# Gender Classification
Train a simple gender classification model.
The model will guess either male or female by the given 88 GeMAPS features.

In [None]:
# Imports
# Python packages
import os
import numpy as np
import matplotlib.pyplot as plt
# Logic Regression
from sklearn.linear_model import LogisticRegression
from sklearn.ensemble import RandomForestClassifier
# play audio
import IPython.display as ipd

# Custom package
import sys
from pathlib import Path
sys.path.append(str(Path().resolve().parent / "src"))
from age_by_voice.dataset_prep.dataset_preparator import Dataset_Perparator

In [None]:
voices_path = "/home/chr1s/Dokumente/github/Programming/Python/Age_by_Voice/data/csv_saves/save_voices_6000.csv"
features_path = "/home/chr1s/Dokumente/github/Programming/Python/Age_by_Voice/data/csv_saves/save_features_6000.csv"
audio_path = "/home/chr1s/Downloads/cv-corpus-21.0-2025-03-14/en/clips/"

In [None]:
data_prep = Dataset_Perparator(voices_path, features_path)

In [None]:
# play random audio file
file = data_prep.voices.audio_file_name.sample(1).values[0]
file_path = os.path.join(audio_path, file)

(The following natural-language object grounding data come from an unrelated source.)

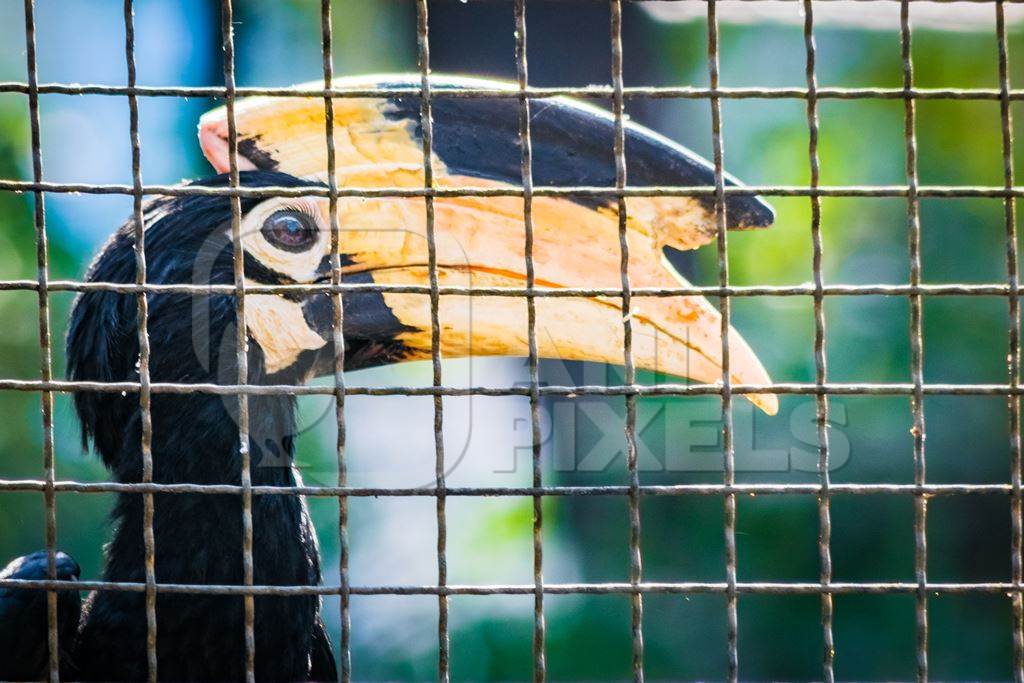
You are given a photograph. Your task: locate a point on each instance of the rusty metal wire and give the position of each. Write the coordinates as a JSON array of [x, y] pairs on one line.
[[138, 226], [731, 589], [46, 397]]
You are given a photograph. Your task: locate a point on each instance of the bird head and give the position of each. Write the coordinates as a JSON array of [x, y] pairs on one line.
[[479, 242]]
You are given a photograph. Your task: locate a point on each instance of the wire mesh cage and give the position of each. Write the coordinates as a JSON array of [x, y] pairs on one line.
[[637, 587]]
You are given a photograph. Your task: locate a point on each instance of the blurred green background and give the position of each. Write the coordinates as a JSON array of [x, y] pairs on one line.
[[85, 138]]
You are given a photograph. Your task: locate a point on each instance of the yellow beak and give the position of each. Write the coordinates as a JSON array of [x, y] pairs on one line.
[[480, 240]]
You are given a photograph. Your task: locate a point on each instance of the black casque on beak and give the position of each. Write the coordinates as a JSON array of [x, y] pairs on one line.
[[480, 240]]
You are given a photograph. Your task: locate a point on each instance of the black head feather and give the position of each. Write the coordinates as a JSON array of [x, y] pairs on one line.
[[186, 242]]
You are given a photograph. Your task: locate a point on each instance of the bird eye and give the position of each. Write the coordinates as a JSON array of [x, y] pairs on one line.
[[291, 230]]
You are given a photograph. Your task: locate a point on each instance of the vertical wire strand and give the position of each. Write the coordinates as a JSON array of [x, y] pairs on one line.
[[732, 617], [916, 344], [45, 354], [423, 40], [1013, 355], [338, 338], [241, 337], [636, 558], [141, 316], [526, 173], [820, 356]]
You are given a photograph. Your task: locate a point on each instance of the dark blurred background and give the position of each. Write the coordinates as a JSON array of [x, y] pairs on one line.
[[86, 139]]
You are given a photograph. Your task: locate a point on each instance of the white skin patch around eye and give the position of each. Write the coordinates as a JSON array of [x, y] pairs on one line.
[[300, 266], [281, 330], [276, 324]]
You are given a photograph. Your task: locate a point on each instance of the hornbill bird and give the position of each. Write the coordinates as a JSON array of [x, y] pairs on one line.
[[479, 242]]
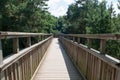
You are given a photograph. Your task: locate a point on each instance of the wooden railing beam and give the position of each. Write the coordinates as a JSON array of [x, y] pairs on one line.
[[102, 46]]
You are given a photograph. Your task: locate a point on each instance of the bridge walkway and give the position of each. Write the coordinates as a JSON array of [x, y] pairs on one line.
[[56, 65]]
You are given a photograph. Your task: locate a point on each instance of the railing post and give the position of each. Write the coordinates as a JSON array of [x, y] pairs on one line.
[[1, 61], [118, 75], [78, 40], [73, 39], [28, 41], [89, 43], [15, 45], [102, 46], [1, 54]]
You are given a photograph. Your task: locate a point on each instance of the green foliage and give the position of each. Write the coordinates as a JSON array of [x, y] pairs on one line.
[[93, 17]]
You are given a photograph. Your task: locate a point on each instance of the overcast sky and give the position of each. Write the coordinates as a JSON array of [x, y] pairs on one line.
[[59, 7]]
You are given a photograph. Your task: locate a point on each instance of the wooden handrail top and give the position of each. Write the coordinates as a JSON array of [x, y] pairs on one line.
[[96, 36], [14, 58], [4, 35]]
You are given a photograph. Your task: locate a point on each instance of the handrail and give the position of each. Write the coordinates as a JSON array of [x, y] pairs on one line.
[[93, 64], [10, 60], [23, 63]]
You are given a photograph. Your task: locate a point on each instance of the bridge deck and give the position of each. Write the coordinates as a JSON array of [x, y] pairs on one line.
[[57, 65]]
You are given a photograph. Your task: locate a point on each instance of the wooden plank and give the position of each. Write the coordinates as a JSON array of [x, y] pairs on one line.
[[15, 45], [57, 65], [102, 46], [96, 36], [1, 54]]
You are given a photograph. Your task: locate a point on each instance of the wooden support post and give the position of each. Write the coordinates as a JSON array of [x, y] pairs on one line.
[[118, 75], [1, 54], [89, 43], [73, 39], [38, 38], [28, 41], [78, 40], [2, 77], [102, 46], [15, 45]]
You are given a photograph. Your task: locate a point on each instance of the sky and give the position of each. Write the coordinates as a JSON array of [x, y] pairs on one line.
[[59, 7]]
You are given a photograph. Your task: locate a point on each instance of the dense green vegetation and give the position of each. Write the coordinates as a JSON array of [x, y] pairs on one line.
[[26, 16], [83, 16]]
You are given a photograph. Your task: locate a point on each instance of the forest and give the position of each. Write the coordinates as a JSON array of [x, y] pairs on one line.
[[82, 17]]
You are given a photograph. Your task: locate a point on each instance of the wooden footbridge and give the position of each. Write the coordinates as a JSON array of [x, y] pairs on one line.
[[62, 58]]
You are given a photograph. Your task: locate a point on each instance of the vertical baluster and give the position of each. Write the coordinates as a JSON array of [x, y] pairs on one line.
[[89, 43], [28, 41], [2, 76], [78, 40], [15, 45], [102, 46]]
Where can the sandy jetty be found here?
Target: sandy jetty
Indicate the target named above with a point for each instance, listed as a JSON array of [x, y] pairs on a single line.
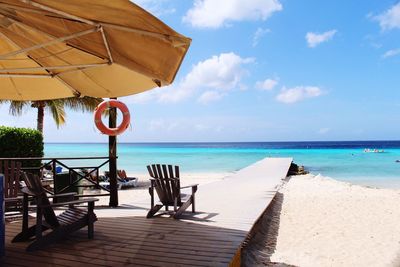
[[324, 222]]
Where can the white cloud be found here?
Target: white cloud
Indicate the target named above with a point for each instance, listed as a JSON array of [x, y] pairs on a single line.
[[267, 84], [314, 39], [156, 7], [260, 32], [298, 93], [217, 13], [324, 130], [390, 19], [218, 74], [391, 53], [210, 96]]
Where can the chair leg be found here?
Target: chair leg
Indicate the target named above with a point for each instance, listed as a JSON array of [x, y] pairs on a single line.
[[27, 234], [193, 206], [154, 210], [91, 219], [182, 208]]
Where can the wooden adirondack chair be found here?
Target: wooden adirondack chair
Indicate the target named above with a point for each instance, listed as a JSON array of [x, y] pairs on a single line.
[[12, 173], [70, 220], [167, 185]]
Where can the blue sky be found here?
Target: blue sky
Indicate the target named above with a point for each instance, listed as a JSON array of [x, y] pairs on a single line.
[[266, 70]]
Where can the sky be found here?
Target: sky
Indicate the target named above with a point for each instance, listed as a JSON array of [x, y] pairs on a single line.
[[265, 70]]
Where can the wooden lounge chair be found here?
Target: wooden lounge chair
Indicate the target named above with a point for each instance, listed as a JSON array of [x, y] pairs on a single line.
[[167, 185], [72, 219], [12, 194]]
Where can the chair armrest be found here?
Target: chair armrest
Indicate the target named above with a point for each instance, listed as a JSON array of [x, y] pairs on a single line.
[[193, 185], [71, 202], [62, 195]]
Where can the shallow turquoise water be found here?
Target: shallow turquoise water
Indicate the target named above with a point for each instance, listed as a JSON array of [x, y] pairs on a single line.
[[342, 161]]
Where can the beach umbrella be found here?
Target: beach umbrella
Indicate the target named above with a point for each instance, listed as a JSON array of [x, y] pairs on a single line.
[[53, 49]]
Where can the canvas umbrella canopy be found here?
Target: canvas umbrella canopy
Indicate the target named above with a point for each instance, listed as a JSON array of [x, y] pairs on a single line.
[[55, 49]]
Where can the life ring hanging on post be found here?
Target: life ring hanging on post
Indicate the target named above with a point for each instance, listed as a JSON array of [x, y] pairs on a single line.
[[126, 117]]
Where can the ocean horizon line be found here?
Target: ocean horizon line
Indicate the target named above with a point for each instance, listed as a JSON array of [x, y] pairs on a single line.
[[226, 142]]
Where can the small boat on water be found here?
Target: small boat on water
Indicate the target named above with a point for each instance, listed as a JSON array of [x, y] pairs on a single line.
[[367, 150]]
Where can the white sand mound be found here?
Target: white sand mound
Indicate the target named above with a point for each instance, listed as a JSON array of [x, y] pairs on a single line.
[[325, 222]]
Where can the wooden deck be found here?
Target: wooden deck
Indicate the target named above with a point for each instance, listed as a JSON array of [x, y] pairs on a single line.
[[227, 211]]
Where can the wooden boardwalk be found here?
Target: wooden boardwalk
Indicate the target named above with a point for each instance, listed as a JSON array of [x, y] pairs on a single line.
[[227, 211]]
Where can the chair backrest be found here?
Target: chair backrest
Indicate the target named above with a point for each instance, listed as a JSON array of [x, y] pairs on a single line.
[[12, 173], [167, 182], [36, 189]]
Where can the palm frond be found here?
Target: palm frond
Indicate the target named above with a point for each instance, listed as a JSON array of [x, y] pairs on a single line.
[[84, 104], [56, 108], [16, 107]]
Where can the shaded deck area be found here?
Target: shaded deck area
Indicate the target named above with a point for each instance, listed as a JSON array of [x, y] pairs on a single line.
[[227, 210], [133, 241]]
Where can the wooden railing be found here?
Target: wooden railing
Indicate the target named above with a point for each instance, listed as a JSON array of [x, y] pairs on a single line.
[[76, 173]]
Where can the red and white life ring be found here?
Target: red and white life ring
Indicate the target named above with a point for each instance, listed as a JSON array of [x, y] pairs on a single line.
[[115, 104]]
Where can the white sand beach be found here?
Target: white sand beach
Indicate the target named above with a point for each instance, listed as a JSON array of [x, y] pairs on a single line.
[[324, 222]]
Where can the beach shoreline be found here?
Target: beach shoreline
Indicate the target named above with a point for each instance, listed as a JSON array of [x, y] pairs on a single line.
[[325, 222]]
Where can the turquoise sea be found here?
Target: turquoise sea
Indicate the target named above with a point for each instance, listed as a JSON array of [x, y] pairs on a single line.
[[344, 161]]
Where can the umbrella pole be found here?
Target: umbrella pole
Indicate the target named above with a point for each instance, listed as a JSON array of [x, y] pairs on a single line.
[[112, 154]]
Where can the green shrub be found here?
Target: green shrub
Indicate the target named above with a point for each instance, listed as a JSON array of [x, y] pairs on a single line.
[[21, 143]]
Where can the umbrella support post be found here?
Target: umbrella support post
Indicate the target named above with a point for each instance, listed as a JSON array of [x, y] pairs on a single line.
[[112, 153]]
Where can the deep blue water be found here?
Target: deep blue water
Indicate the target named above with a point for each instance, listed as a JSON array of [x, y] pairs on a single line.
[[345, 160]]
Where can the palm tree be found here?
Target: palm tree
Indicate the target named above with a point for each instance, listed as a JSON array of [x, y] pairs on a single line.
[[56, 107]]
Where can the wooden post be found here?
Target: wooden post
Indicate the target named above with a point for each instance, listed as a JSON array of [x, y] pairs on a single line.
[[112, 153]]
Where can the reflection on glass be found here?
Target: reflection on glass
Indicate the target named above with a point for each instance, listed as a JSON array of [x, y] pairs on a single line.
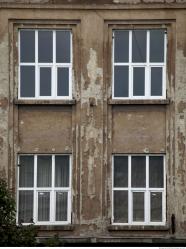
[[138, 206], [121, 48], [27, 76], [43, 206], [120, 206], [45, 46], [138, 171], [139, 38], [25, 214], [45, 81], [26, 171], [44, 171], [121, 81], [27, 46], [120, 171], [138, 81], [156, 207], [61, 206], [156, 81], [63, 46]]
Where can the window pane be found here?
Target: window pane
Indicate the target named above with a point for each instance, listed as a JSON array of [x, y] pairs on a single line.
[[157, 45], [139, 45], [61, 206], [25, 206], [138, 81], [138, 169], [156, 81], [27, 77], [121, 81], [138, 206], [63, 81], [63, 46], [121, 48], [27, 46], [45, 46], [121, 206], [120, 171], [43, 206], [45, 81], [44, 171], [62, 171], [156, 206], [156, 173], [26, 171]]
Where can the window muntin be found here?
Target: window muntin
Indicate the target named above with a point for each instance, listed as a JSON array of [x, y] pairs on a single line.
[[139, 64], [138, 190], [45, 64], [44, 189]]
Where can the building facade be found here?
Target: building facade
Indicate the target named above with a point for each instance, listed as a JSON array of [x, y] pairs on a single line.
[[93, 117]]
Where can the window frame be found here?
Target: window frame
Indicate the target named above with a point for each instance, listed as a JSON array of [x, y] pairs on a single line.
[[53, 65], [147, 66], [147, 191], [52, 190]]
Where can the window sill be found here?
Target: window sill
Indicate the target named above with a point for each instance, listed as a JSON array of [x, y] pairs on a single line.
[[138, 228], [138, 101], [44, 102], [55, 227]]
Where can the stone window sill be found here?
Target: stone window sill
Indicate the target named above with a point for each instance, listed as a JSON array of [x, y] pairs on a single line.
[[138, 101], [55, 227], [138, 228], [44, 102]]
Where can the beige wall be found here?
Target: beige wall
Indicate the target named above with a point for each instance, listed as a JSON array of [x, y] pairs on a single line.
[[92, 132]]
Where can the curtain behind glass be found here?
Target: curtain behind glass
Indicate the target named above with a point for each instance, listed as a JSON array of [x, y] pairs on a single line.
[[62, 171], [44, 171], [26, 171]]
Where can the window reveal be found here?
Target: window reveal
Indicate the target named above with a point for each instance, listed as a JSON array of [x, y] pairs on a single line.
[[139, 64], [45, 64], [138, 189], [44, 192]]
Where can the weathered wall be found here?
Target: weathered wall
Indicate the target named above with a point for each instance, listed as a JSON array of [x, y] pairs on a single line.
[[92, 128]]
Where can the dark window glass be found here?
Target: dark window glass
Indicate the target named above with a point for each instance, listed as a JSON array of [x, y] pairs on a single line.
[[156, 172], [157, 45], [156, 81], [27, 46], [25, 206], [61, 206], [156, 207], [138, 81], [45, 81], [121, 48], [121, 171], [26, 171], [63, 81], [43, 206], [138, 169], [121, 206], [63, 46], [62, 171], [139, 38], [121, 81], [138, 206], [27, 77], [44, 171], [45, 46]]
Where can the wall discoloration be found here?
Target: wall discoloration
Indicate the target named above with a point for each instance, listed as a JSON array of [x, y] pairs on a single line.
[[80, 129]]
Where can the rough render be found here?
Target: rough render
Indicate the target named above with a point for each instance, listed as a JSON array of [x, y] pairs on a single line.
[[91, 189]]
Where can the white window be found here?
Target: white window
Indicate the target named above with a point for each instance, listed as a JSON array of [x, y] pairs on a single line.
[[45, 64], [44, 189], [139, 64], [138, 191]]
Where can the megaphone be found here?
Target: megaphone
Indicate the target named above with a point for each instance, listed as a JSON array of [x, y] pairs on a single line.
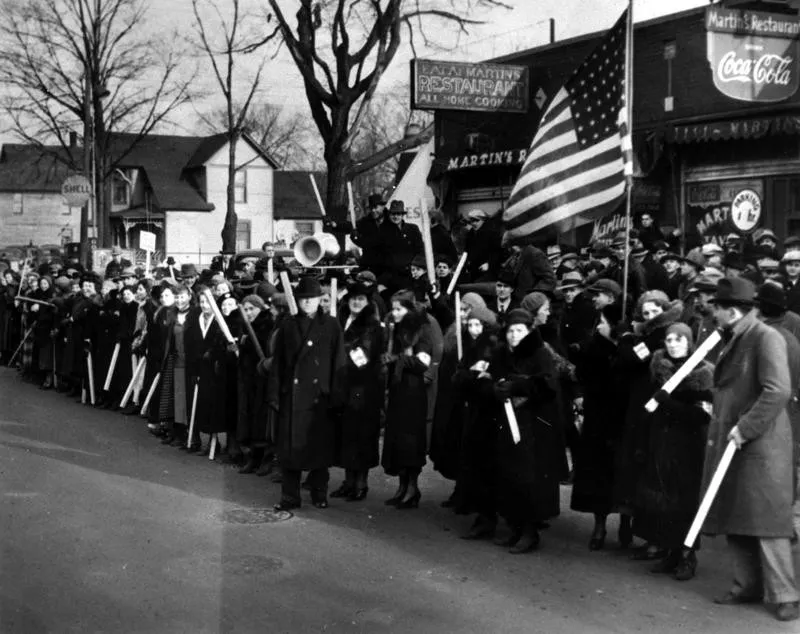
[[311, 249]]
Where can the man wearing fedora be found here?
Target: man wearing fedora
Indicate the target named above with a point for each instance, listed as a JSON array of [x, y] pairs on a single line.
[[306, 390], [398, 243], [753, 507], [367, 233]]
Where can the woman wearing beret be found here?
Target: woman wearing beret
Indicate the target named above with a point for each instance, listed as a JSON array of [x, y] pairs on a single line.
[[205, 362], [522, 373], [408, 357], [252, 424], [653, 315], [451, 401], [669, 491], [360, 424]]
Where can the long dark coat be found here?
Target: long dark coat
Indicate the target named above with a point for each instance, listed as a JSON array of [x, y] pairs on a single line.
[[360, 428], [305, 384], [476, 476], [635, 373], [752, 391], [405, 436], [604, 405], [528, 473], [42, 333], [81, 327], [126, 327], [252, 386], [669, 490], [206, 367]]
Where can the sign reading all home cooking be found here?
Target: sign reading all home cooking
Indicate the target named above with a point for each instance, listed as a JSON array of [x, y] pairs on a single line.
[[460, 86], [753, 55]]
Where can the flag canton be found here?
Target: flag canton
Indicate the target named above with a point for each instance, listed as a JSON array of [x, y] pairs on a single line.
[[597, 88]]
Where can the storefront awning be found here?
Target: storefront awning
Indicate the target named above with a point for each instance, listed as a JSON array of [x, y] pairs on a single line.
[[755, 128]]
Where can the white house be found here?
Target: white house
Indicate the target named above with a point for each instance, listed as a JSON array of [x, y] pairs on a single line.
[[173, 186]]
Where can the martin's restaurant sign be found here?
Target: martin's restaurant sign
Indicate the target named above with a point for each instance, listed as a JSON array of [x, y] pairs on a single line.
[[753, 55], [461, 86]]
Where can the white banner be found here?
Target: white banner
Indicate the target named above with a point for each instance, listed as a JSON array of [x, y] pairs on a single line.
[[413, 187]]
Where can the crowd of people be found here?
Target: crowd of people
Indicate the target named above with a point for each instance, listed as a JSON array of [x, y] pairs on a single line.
[[390, 369]]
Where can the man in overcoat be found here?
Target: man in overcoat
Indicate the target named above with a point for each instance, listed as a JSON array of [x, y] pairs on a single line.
[[754, 505], [306, 388]]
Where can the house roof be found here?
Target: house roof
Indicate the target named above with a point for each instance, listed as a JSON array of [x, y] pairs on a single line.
[[169, 163], [294, 196], [30, 168], [209, 146]]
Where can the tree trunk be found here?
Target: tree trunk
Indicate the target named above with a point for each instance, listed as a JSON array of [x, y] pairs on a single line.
[[231, 219], [339, 162]]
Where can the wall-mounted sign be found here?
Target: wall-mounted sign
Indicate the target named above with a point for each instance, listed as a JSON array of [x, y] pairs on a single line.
[[713, 210], [746, 210], [739, 129], [487, 159], [753, 55], [461, 86]]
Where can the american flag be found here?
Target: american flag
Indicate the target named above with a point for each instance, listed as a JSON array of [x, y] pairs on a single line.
[[582, 153]]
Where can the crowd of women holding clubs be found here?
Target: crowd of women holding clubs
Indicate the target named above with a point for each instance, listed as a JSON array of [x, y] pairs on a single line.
[[514, 374]]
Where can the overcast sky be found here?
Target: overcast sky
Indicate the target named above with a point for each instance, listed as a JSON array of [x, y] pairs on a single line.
[[505, 31]]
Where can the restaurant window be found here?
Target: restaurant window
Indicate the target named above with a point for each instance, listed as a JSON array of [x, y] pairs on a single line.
[[243, 235], [240, 186]]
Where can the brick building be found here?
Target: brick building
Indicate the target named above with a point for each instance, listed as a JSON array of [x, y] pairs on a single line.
[[715, 114]]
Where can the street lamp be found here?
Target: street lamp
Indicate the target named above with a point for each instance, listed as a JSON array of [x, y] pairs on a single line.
[[89, 162]]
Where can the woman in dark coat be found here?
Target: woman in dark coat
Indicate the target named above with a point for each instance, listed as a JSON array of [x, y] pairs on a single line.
[[81, 334], [604, 404], [360, 428], [475, 489], [251, 431], [42, 334], [669, 491], [635, 351], [408, 357], [206, 350], [126, 310], [451, 399], [528, 471], [11, 318]]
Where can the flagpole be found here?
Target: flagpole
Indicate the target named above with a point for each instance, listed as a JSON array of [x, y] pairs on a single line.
[[629, 179]]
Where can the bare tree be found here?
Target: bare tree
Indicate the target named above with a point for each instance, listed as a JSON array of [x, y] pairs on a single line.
[[223, 44], [283, 134], [376, 150], [96, 64], [342, 48]]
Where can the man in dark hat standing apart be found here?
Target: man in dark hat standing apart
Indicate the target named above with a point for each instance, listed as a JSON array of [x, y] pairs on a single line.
[[307, 392], [753, 507], [399, 242], [367, 233]]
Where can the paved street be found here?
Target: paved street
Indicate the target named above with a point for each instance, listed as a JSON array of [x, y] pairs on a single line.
[[105, 530]]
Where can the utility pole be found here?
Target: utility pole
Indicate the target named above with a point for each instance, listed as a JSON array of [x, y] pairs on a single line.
[[87, 211]]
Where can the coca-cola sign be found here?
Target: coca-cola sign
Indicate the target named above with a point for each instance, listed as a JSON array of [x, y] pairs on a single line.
[[753, 55]]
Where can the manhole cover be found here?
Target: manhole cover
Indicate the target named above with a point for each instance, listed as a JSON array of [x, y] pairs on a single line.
[[254, 516], [250, 564]]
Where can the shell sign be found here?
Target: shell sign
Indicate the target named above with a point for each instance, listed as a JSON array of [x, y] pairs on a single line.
[[753, 55]]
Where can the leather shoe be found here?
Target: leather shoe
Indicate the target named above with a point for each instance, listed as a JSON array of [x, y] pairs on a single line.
[[736, 598], [789, 611]]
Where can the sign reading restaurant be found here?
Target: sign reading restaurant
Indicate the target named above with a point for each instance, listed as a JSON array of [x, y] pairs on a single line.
[[753, 55], [461, 86]]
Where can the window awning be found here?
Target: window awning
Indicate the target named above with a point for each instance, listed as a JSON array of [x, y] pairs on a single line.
[[755, 128]]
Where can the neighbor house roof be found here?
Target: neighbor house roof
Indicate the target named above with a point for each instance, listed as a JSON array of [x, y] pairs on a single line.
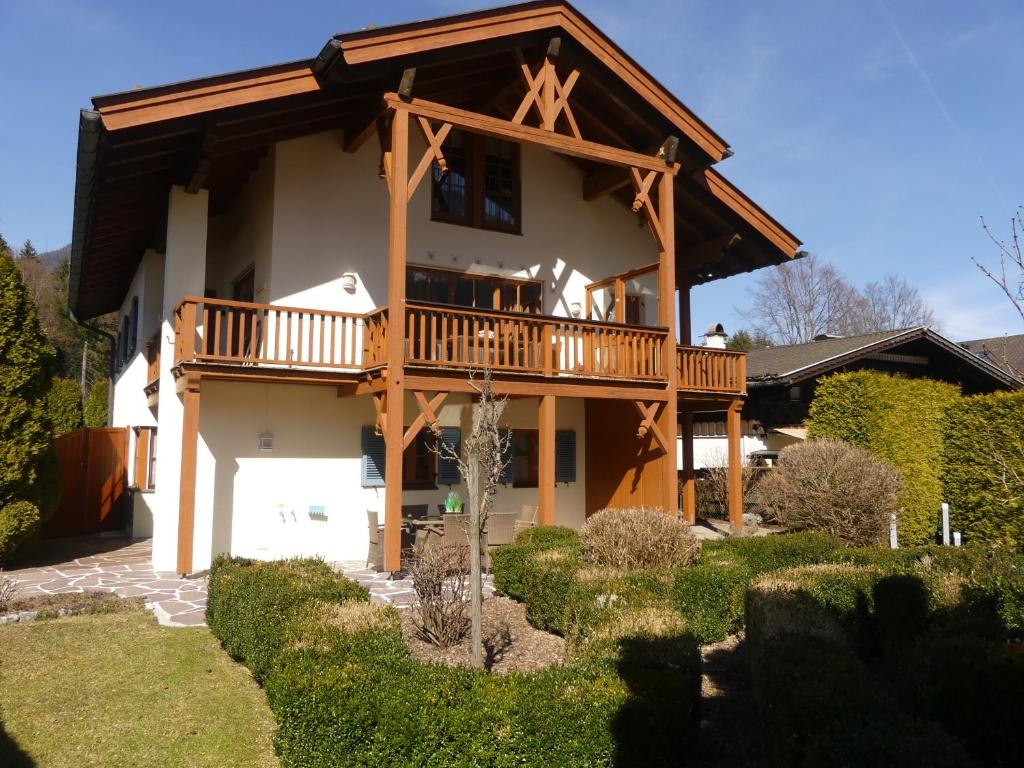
[[211, 133], [795, 363], [1005, 351]]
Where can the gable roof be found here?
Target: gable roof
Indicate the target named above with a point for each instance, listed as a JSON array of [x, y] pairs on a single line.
[[794, 363], [211, 133], [1005, 351]]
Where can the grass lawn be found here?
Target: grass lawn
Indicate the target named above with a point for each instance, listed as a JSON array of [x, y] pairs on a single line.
[[120, 690]]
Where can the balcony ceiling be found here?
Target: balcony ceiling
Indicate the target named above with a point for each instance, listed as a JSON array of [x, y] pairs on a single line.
[[211, 133]]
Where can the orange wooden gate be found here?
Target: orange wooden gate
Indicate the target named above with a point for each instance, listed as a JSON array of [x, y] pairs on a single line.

ipd.Audio(file_path)  # Play the audio file

In [None]:
# plot the gender count
data_prep.voices.voice_gender.value_counts().plot(kind='bar')

In [None]:
X_train, X_test, y_train, y_test = data_prep.prepare_gender_dataset(test_size=0.001)
y_train = y_train["male"]
y_test = y_test["male"]

In [None]:
# Verify if clip_id is unique in voices and features
print("Voices clip_id unique:", data_prep.voices['clip_id'].is_unique)
print("Features clip_id unique:", data_prep.features['clip_id'].is_unique)

In [None]:
# plot the gender count for X_train (two columns, one of them is 1 per row)
y_train.value_counts().plot(kind='bar')


In [None]:
model = LogisticRegression(max_iter=9000)

In [None]:
model.fit(X_train, y_train)
print("Model score:", model.score(X_test, y_test))
y_pred_proba = model.predict_proba(X_test)
print("Predicted probabilities for male and female:", y_pred_proba)